Job Description for a Court Administrator
A court administrator plans and oversees a courthouse's administrative operations, facilities, budget and case management procedures. He or she may also act as a liaison between the court and public or private organizations, as well as the state or federal government.
Some administrators manage a specific division of a courthouse, such as the trial court, while others manage the entire courthouse. Additionally, court administrators can work for a single courthouse or a group of courthouses in the same area.
Court administrators generally need a bachelor's or master's degree in a related field, such as public administration, business administration or judicial administration. Most positions require experience and specific knowledge of relevant areas, including court procedures, budgeting, management and legislation. Some employers also require professional certification.
Typical Job Duties
Financial management tasks can include establishing and submitting budgets to the legislature, disbursing money in the budget to the appropriate court sectors and overseeing the court's accounting practices. Administrators also establish and implement facility maintenance, management and operations plans, such as deciding where divisions of the court are located in the court building.
If a court is anticipating building a new structure or renovating a portion of its building, the administrator may also oversee those changes. Some administrators are also responsible for the information technology aspects of the court, including determining the types of computers and networks the court uses.
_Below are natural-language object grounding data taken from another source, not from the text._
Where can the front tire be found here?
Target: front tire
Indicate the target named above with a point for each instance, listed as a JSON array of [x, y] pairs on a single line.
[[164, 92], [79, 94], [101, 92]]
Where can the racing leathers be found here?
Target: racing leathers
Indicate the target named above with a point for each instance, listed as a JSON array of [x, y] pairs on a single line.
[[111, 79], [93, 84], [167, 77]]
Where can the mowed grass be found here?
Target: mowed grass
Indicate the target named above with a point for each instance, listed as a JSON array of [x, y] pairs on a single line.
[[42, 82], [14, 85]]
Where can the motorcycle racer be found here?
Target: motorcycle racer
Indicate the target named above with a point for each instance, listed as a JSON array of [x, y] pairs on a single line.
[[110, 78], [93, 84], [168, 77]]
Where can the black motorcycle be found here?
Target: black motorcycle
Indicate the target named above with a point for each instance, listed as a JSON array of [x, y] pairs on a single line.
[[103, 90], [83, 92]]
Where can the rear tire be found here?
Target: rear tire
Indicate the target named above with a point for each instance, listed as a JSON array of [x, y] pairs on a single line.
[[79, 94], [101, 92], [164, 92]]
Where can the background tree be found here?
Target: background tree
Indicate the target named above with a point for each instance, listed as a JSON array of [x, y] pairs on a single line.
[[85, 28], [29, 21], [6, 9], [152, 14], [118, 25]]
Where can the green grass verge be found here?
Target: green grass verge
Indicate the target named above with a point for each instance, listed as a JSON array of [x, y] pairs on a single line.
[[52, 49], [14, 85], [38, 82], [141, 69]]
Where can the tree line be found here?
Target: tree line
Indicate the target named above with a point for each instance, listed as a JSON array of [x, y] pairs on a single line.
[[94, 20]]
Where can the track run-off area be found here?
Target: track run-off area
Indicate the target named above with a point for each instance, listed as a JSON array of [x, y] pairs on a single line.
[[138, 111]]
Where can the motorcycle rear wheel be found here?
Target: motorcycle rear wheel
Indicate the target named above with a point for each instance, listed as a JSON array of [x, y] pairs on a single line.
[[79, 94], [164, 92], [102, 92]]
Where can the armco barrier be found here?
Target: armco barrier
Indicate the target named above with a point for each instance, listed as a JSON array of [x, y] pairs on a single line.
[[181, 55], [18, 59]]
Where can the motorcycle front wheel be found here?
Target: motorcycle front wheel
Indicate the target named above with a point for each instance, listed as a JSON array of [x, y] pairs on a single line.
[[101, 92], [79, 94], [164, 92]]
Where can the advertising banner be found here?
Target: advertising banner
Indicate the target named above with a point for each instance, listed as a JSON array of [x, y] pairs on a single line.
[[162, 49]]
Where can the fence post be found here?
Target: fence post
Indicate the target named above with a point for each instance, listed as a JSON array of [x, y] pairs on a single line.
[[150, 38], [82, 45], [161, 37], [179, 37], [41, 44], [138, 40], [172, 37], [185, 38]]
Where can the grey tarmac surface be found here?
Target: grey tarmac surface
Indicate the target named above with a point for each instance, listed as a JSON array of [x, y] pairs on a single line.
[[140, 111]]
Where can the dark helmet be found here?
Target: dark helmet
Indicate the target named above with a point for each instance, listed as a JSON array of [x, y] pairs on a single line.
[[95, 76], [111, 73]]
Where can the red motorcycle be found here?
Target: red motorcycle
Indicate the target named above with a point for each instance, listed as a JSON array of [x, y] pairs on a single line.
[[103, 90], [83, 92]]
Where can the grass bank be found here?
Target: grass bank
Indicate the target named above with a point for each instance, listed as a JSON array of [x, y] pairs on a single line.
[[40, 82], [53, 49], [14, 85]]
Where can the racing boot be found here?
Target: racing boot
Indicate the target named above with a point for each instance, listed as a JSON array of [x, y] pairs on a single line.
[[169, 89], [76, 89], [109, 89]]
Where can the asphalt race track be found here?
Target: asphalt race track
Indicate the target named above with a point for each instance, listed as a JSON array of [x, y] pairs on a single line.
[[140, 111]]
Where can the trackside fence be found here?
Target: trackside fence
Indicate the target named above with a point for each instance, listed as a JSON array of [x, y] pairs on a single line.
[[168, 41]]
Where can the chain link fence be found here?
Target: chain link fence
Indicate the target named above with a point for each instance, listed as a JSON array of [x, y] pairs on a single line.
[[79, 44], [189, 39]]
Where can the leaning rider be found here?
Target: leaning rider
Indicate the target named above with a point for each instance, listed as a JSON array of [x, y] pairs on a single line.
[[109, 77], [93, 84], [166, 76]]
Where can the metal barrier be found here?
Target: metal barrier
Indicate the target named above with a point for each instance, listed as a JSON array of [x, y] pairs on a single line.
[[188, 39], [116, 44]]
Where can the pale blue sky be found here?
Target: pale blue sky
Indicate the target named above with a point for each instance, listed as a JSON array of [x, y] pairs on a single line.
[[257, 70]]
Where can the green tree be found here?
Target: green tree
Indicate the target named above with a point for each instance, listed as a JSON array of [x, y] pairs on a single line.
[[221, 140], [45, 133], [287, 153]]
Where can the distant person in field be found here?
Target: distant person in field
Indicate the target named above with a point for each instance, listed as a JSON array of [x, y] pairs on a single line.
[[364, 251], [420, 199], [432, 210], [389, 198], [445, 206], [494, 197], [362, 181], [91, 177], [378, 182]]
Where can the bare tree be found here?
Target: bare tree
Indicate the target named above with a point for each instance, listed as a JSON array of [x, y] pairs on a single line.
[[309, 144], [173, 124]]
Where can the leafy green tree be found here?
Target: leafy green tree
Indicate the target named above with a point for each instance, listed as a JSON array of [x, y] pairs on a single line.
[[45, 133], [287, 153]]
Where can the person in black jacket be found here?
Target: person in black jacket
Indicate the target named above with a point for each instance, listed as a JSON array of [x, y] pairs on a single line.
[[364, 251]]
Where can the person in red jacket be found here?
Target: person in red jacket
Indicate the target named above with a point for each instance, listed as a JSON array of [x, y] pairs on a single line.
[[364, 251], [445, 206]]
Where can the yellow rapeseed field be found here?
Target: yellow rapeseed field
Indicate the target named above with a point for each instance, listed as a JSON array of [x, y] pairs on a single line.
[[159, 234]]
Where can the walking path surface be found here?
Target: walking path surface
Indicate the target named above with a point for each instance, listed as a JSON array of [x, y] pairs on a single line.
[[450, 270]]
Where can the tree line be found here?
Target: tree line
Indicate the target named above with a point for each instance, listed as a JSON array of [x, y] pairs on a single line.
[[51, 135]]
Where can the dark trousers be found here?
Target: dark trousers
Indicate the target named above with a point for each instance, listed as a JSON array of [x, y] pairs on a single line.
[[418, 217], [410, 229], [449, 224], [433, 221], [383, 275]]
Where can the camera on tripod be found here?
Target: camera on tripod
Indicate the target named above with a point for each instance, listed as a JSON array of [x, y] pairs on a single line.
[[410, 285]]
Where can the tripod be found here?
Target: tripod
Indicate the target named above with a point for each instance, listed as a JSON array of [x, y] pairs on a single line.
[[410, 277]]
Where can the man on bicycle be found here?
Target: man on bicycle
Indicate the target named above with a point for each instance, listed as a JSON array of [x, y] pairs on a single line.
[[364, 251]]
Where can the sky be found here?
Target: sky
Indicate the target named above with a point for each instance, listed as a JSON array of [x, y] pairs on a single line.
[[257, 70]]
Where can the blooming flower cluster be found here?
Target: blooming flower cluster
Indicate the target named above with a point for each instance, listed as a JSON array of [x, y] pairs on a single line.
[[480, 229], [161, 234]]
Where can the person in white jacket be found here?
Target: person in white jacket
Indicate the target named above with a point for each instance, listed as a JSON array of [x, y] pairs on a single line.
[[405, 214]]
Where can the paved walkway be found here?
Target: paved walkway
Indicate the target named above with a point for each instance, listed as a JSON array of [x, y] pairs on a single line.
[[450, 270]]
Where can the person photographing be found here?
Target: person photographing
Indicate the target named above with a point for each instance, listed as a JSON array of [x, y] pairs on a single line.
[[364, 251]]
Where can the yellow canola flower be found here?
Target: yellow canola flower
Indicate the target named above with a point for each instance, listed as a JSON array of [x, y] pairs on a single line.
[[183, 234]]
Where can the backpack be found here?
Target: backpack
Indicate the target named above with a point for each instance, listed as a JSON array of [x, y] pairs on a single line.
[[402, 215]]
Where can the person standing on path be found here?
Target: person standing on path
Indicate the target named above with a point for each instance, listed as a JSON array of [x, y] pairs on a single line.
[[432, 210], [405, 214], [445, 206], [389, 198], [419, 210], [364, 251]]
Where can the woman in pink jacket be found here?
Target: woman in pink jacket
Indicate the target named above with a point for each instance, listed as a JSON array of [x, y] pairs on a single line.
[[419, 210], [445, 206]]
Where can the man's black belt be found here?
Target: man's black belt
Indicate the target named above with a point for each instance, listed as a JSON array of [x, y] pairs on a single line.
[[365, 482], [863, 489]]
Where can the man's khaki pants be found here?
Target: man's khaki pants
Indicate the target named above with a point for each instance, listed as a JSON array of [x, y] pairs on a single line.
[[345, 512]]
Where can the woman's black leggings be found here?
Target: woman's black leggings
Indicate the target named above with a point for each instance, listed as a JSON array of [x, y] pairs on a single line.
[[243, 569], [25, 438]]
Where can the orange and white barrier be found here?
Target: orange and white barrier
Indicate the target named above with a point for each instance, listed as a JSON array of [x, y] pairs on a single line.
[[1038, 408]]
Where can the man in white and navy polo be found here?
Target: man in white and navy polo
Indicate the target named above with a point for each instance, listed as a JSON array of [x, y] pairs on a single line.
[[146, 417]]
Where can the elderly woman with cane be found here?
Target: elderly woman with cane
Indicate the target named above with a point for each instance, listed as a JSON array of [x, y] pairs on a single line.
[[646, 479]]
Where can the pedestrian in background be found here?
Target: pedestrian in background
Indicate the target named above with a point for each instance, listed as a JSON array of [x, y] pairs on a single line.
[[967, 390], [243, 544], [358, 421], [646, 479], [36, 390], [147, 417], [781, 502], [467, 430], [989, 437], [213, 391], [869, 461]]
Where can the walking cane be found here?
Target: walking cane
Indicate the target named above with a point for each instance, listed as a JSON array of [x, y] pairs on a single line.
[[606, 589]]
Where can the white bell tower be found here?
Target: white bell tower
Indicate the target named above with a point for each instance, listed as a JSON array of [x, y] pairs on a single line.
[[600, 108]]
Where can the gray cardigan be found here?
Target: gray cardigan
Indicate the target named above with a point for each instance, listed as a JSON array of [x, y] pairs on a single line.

Court administrators may act as managers for non-judicial staff, such as clerks of court, assistant clerks of court and other general employees. This includes establishing hiring, training and firing practices. They can also run the court's communication, which includes speaking with the public about the court's activities or acting as a liaison for the court.
Salary can depend on the number and size of the courthouses under the administrator's management, as well as education and experience. According to the website Payscale.com, court administrators made a median salary of $49,200 as of February 2014.